Hey so recently the same week my mother went to a haunted house and took part in scences (however you spell it) and probably used a weegie board for charity but still absolutely wrong strange things have been happening in my grandmothers house.

Like for example the other day she woke up and found her plant in her living room which she waters every day etc.. asif someone pulled it kinda up outa the dirt and it was withered and hanging down at the side of the pot, not completely out of the dirt just pulled up till its hanging over and withered.

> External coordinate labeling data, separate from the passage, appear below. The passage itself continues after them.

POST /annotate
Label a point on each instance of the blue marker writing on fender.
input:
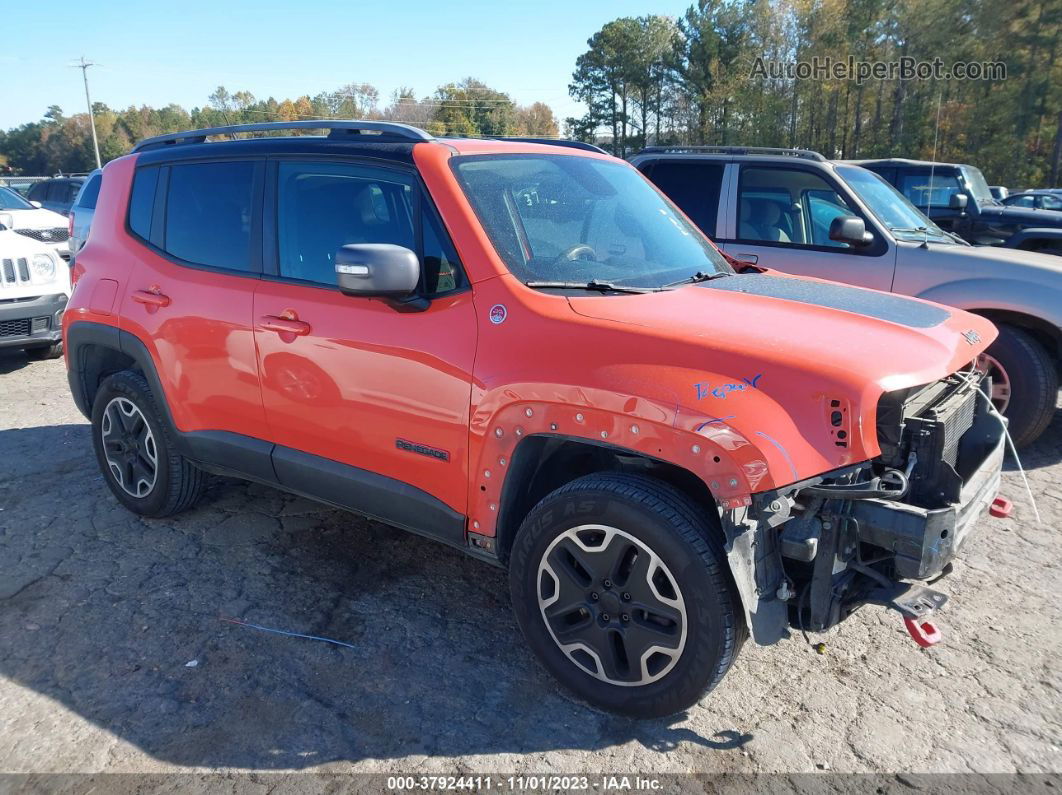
(704, 389)
(714, 420)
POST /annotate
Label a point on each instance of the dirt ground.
(114, 655)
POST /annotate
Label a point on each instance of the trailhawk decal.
(413, 447)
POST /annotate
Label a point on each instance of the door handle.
(151, 297)
(285, 325)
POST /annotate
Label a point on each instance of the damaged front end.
(876, 532)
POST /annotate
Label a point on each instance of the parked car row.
(525, 350)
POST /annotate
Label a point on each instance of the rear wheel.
(621, 589)
(136, 452)
(1024, 382)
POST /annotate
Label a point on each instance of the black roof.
(304, 144)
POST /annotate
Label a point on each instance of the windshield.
(977, 184)
(11, 201)
(891, 207)
(571, 219)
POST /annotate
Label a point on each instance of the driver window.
(788, 206)
(323, 206)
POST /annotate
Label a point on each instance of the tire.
(49, 351)
(139, 462)
(1032, 379)
(690, 606)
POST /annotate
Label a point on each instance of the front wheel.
(621, 589)
(1024, 382)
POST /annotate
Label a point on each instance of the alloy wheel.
(612, 605)
(1000, 381)
(129, 447)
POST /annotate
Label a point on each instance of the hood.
(1000, 260)
(848, 334)
(36, 219)
(1029, 215)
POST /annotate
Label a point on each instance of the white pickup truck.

Also shes been finding feathers around the place over the last few days in several room which I hear is linked to occultist things?

weird.

Any suggestions on what to do and anyone had anything like this happen before?


----------



## LeeJUk (Mar 3, 2009)

neither of them are christians and both will not listen :|. 
I already told my mother shes messing with demons and there is a hell but she won't listen.

What you mean hurtin' anythin?


----------



## AThornquist (Mar 3, 2009)

ing for them.


----------



## PresbyDane (Mar 3, 2009)




----------



## LeeJUk (Mar 3, 2009)

well my mum doesnt really think evil spirits exist and so shes all like oooo angels visited and my gran just really doesnt care but I mean I care ya know I dont want anything bad to happen to my family.

Thanks for praying though guys I really love the brothers and sisters here all of ya the generosity of prayer and advice you give is just a blessing to me.

A big thank you and praise be to God.


----------



## Calvinist Cowboy (Mar 11, 2009)

When satan is given an open door, he takes it.

Praying that God would open your mom's and grandmother's heart to the Gospel.

BTW, don't stop sharing the Gospel with them. Take them to the miracles of Jesus and show that true spiritual power is not linked to ouija boards or seances, but to the risen Savior and Lord.


----------



## Davidius (Mar 11, 2009)

My wife told me that her friend's mom was involved with this stuff when she was a kid and at some point things were always falling off the walls at night and when she placed a bible on the floor under them they stopped falling. She also became a Christian. 

*shrug*


----------



## nicnap (Mar 11, 2009)

Praying.


----------



## Berean (Mar 11, 2009)

Dangerous territory. Thin ice.


----------



## TaylorOtwell (Mar 11, 2009)




----------



## BobVigneault (Mar 12, 2009)

I hope she really did become a Christian but it wasn't because of a superstitious prank. If this story is true then the falling objects AND the Bible were just props used by the demons to breed superstition. A printed book has no spiritual power, it was used as a talisman. It's all part of the act.



Davidius said:


> My wife told me that her friend's mom was involved with this stuff when she was a kid and at some point things were always falling off the walls at night and when she placed a bible on the floor under them they stopped falling. She also became a Christian.
> 
> *shrug*


----------